3. TIMBALAND ft. ONEREPUBLIC – ‘pologize
Man named after variety of hiking boots “remixes” (goes “eh… eh… eh…” over, thus necessitating a new video featuring a man thwacking a drum in slow-motion, with the resultant noise sounding like someone sitting on a packet of crisps) a band named after an imaginary brand of supermarket jeans (“OneRepublic, only at Morrison’s” – it sounds surprisingly plausible, doesn’t it?). Is this some kind of tipping point as to how wistful Timbaland can make his synths before one just stops caring anymore? Him what wrote “Bleeding Love” trills over the top, something about crawling out of a window, too late to ‘pologise… too laaaaaate… (eh, eh, eh). There’s probably something beautiful trying to break through here, but what Timbaland adds to it is anyone’s guess.
2. CHRIS BROWN ft. T-PAIN – Kiss Kiss
Why does T-Pain do air quotes around “rap” “music”? And Chris Brown mentions his age! Again! He’s just turned 18! Hasn’t he grown!
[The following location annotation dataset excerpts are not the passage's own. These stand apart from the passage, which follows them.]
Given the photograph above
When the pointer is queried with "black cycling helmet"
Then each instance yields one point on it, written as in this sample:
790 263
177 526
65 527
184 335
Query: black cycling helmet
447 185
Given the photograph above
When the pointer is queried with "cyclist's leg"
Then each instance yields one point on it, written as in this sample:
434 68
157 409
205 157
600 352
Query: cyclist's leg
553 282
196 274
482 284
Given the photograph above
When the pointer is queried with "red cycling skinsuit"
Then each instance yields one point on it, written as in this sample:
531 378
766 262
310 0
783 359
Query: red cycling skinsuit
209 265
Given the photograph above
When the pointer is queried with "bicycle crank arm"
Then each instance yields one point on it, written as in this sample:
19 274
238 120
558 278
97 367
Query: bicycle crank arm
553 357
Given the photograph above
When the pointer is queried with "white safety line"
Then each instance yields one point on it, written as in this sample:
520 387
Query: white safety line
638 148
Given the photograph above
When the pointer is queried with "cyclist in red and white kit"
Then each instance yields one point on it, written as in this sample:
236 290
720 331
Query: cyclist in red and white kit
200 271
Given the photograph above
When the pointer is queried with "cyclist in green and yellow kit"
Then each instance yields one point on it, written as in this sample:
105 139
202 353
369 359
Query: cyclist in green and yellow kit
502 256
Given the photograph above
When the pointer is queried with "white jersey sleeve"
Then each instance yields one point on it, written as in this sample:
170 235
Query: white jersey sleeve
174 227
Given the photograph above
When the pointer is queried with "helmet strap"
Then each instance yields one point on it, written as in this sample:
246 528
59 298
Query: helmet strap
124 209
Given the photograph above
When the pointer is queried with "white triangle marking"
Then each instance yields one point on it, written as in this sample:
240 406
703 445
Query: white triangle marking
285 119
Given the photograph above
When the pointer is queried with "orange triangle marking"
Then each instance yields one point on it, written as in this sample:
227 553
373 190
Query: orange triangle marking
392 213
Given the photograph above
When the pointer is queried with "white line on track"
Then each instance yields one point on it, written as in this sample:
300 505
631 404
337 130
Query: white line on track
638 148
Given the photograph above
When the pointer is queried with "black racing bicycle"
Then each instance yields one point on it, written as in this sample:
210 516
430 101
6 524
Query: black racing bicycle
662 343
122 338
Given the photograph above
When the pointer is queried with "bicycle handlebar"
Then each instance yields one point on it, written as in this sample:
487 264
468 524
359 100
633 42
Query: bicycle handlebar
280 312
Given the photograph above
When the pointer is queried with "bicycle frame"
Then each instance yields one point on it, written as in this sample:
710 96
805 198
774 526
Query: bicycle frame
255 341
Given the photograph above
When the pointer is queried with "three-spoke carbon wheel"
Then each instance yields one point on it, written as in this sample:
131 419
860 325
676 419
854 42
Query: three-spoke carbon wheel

But nah, this is actually pretty good – rides the relentless bounce marvellously, Brown and Pain weave in and out of each other silkily on the chorus (though mayhap that’s just the vocoders; T-Pain here is sounding worryingly close/identical to Will-I-Am), and it’s about not very much at all in a pretty damn hooky manner. T-Pain’s guest verse happens cos something is needed for change-up purposes, and doesn’t do an awful lot besides that. It’s weird, there’s been a lot of stuff that sounds similarly generic in the chart (I’m starting to think I’ve sold Flo Rida short – perhaps if he was a boss…) , but this one’s really sticking. Brown’s got this peculiar gawky charm to him. When they pop vocoder on, he sounds like a JPEG getting extended way beyond its proportions, and for some reason I’m enjoying that a fair bit. Possibly because, sounding like this, it’s pretty much impossible to imagine any of the stuff he talks about actually being true.
1. ALICIA KEYS – No One
Yay! Peace at long bloody last.
S’weird – this song sounded really very disorienting on first listen, simply cos I couldn’t stop thinking: “What has she done to her voice? Has she had some kind of an accident?” Her digging for depths that, quite possibly, aren’t actually there results in notes that sound profoundly weird, like her voice is breaking as she’s singing the song itself. Does this add anything? Well, let me answer that question by sort of ignoring it and talking about how those synths sound instead! Video features Alicia playing what looks like a tiny orange box on stilts, fitting rather well with those noises that I’m tentatively going to suggest are… mellotrons… maybe…
That doesn’t really count as ‘talking about’, does it? What I mean: “No One”, kinda like “Umbrella”, is a big ol’ celebration of just how weird pop can be allowed to sound without ever veering into wilful obscurity or pretension (the video for “Umbrella”, on the other hand, is more or less entirely that. SHE’S IN A TRIANGLE. AND SHE IS SILVER. HARD YET?) Also cool is how she got Chaka Demus & Pliers to perform this with her at the AMAs. The most reliable punchline of the past few years for daytime radio DJs in this country, getting props on a bigger stage than all them sods put together. Majyk.